If this is the way the world is inevitably moving, why hasn’t it arrived yet? What’s holding women back from overtaking men at the top? After all, for a woman in her thirties navigating her way through some frustrating corporate hierarchy, thinking about the long sweep of history will probably not cheer her up. But the world does not flip upside down overnight. Men have been in charge for about forty thousand years, and women have started edging them out for about forty. So of course there are still obstacles at the top.
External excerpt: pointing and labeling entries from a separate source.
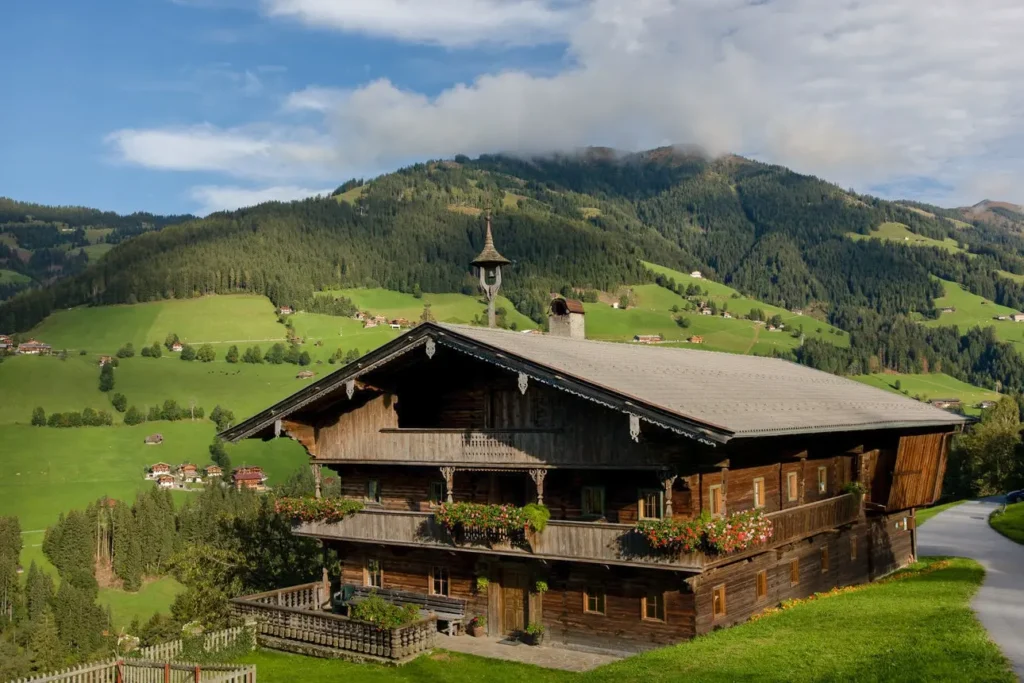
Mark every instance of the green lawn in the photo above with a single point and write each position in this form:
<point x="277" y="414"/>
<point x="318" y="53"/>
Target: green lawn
<point x="919" y="629"/>
<point x="651" y="314"/>
<point x="901" y="233"/>
<point x="932" y="385"/>
<point x="1011" y="522"/>
<point x="74" y="384"/>
<point x="922" y="515"/>
<point x="155" y="596"/>
<point x="973" y="310"/>
<point x="218" y="319"/>
<point x="445" y="307"/>
<point x="12" y="278"/>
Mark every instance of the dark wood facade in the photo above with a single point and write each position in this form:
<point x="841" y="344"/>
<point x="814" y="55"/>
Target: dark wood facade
<point x="420" y="430"/>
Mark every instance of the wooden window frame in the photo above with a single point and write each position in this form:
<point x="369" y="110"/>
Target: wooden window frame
<point x="371" y="500"/>
<point x="437" y="486"/>
<point x="444" y="580"/>
<point x="792" y="492"/>
<point x="712" y="489"/>
<point x="600" y="600"/>
<point x="641" y="508"/>
<point x="658" y="600"/>
<point x="601" y="496"/>
<point x="368" y="573"/>
<point x="718" y="599"/>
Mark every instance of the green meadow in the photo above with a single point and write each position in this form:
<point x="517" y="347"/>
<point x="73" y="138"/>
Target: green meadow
<point x="930" y="386"/>
<point x="217" y="319"/>
<point x="901" y="233"/>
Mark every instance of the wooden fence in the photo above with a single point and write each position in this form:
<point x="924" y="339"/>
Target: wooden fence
<point x="293" y="614"/>
<point x="142" y="671"/>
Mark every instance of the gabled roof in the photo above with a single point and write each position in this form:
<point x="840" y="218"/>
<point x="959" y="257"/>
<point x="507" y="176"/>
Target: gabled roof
<point x="709" y="395"/>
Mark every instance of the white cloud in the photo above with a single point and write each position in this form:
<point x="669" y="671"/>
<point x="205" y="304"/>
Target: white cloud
<point x="226" y="198"/>
<point x="442" y="22"/>
<point x="863" y="92"/>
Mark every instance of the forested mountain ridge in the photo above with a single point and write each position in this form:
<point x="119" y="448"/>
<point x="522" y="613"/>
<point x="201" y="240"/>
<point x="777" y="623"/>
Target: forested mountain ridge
<point x="42" y="244"/>
<point x="586" y="221"/>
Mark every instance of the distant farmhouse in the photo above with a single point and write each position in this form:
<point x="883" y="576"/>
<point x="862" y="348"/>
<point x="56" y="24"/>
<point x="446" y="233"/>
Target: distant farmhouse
<point x="34" y="347"/>
<point x="946" y="403"/>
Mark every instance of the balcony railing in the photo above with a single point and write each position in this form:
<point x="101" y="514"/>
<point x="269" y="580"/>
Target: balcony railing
<point x="579" y="541"/>
<point x="292" y="617"/>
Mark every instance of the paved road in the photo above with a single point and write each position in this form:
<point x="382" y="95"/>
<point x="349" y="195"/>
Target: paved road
<point x="964" y="531"/>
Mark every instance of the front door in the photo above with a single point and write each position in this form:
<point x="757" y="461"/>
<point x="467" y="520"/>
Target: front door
<point x="513" y="601"/>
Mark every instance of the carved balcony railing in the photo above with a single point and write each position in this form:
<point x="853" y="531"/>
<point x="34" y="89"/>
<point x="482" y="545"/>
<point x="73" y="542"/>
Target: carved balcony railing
<point x="293" y="620"/>
<point x="579" y="541"/>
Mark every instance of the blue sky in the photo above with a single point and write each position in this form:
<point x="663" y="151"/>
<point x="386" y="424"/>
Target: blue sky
<point x="175" y="105"/>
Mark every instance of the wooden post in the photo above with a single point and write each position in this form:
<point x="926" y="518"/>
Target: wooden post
<point x="449" y="474"/>
<point x="538" y="477"/>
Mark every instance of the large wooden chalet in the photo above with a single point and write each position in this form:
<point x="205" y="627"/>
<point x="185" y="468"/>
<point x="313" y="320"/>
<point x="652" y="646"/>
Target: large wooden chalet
<point x="606" y="435"/>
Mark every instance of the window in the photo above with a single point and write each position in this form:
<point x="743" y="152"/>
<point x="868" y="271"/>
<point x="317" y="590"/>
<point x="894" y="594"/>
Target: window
<point x="792" y="486"/>
<point x="593" y="601"/>
<point x="652" y="606"/>
<point x="718" y="601"/>
<point x="649" y="506"/>
<point x="593" y="502"/>
<point x="436" y="493"/>
<point x="715" y="501"/>
<point x="373" y="491"/>
<point x="374" y="573"/>
<point x="438" y="581"/>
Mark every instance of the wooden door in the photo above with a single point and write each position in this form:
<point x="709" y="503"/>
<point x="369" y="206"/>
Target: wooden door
<point x="513" y="601"/>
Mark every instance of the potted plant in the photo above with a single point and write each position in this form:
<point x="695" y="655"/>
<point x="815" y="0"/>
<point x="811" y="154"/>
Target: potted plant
<point x="478" y="626"/>
<point x="535" y="634"/>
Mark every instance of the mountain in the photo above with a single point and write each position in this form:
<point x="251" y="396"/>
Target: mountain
<point x="586" y="221"/>
<point x="42" y="244"/>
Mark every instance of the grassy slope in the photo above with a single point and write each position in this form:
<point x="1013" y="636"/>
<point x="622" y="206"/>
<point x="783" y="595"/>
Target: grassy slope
<point x="445" y="307"/>
<point x="216" y="319"/>
<point x="10" y="276"/>
<point x="1011" y="522"/>
<point x="651" y="314"/>
<point x="920" y="629"/>
<point x="900" y="232"/>
<point x="933" y="385"/>
<point x="973" y="310"/>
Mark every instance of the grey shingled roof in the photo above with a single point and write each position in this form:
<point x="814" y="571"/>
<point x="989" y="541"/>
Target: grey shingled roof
<point x="744" y="394"/>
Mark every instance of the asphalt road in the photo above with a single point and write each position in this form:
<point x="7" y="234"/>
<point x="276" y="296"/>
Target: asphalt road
<point x="964" y="531"/>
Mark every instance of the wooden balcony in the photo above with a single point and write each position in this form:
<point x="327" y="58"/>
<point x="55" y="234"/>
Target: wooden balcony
<point x="482" y="447"/>
<point x="578" y="541"/>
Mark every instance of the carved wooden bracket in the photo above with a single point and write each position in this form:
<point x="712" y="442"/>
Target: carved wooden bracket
<point x="538" y="476"/>
<point x="635" y="427"/>
<point x="449" y="474"/>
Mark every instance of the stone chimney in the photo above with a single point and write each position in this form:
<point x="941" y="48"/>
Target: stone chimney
<point x="565" y="318"/>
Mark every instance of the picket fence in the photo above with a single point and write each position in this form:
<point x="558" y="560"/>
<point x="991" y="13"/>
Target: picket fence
<point x="156" y="666"/>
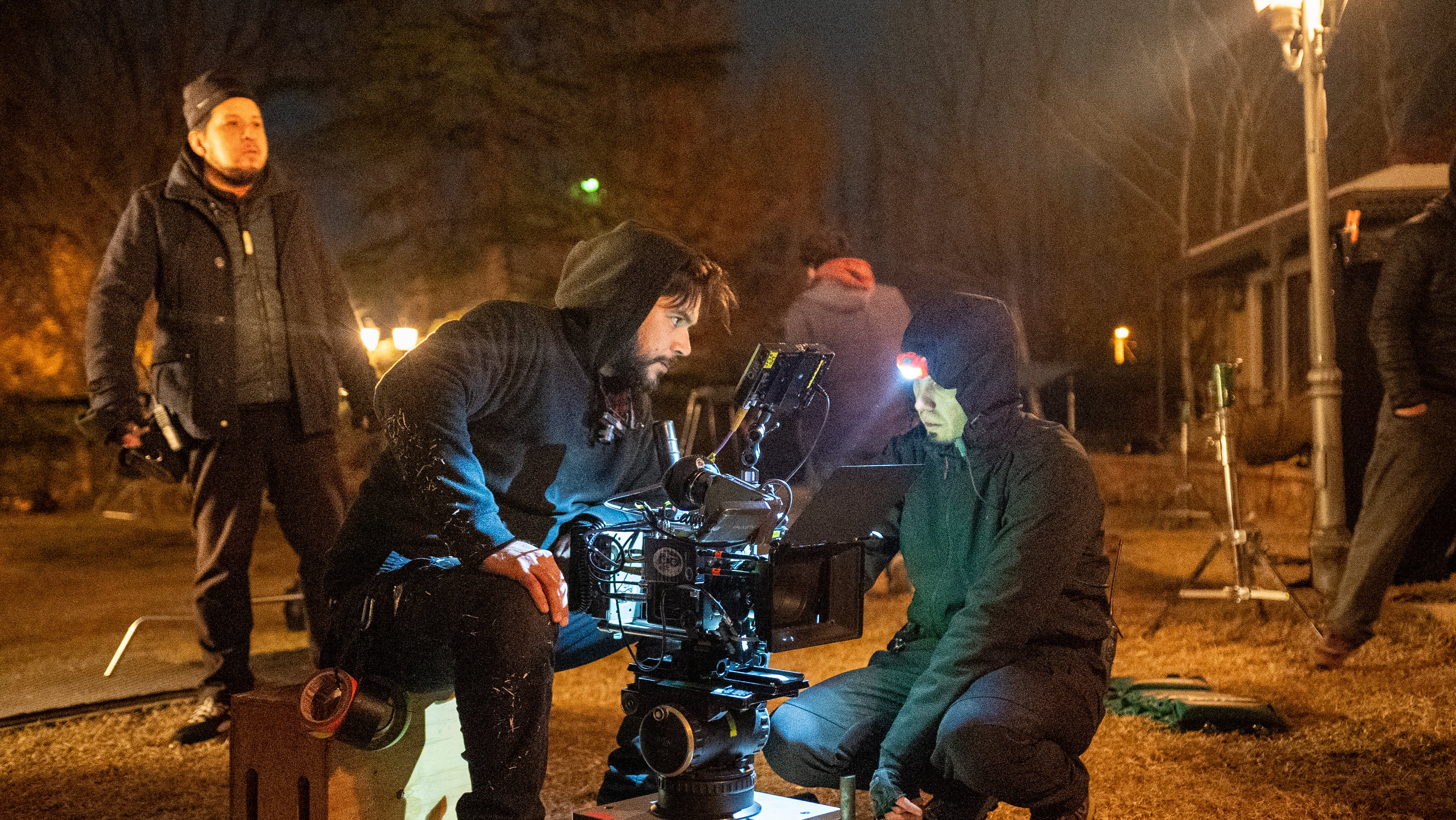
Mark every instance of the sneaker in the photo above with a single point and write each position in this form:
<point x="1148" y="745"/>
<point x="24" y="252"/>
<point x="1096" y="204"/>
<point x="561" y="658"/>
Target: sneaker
<point x="1330" y="652"/>
<point x="210" y="720"/>
<point x="1079" y="813"/>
Right now, an ambitious career woman working outside the idyll of Silicon Valley has what we might call a brand identity problem. Women are like the Kia cars of the workforce: They are growing fast, faster than their big brother company, Hyundai. They are known for being nimble, trendy, and much more attuned to customer needs. Once the scrappy underdogs of car manufacturers, they are now ready to play in the major leagues. But they still need to convince everyone else that they belong there.
The top still looks male, so women who make it that far still seem like an anomaly. In fact, they are seen as violating some essential quality of femininity—warmth, maternal instinct, communal feeling. Deep down we—men and women both—are not gender blind. We still expect women to act one way and men to act another. More than that, men and women both resist thinking any differently because it causes too much confusion and cognitive dissonance. We can glimpse the massive paradigm shift just on the horizon but we are not quite ready for it—a resistance that will fade as more and more women reach visible positions of power.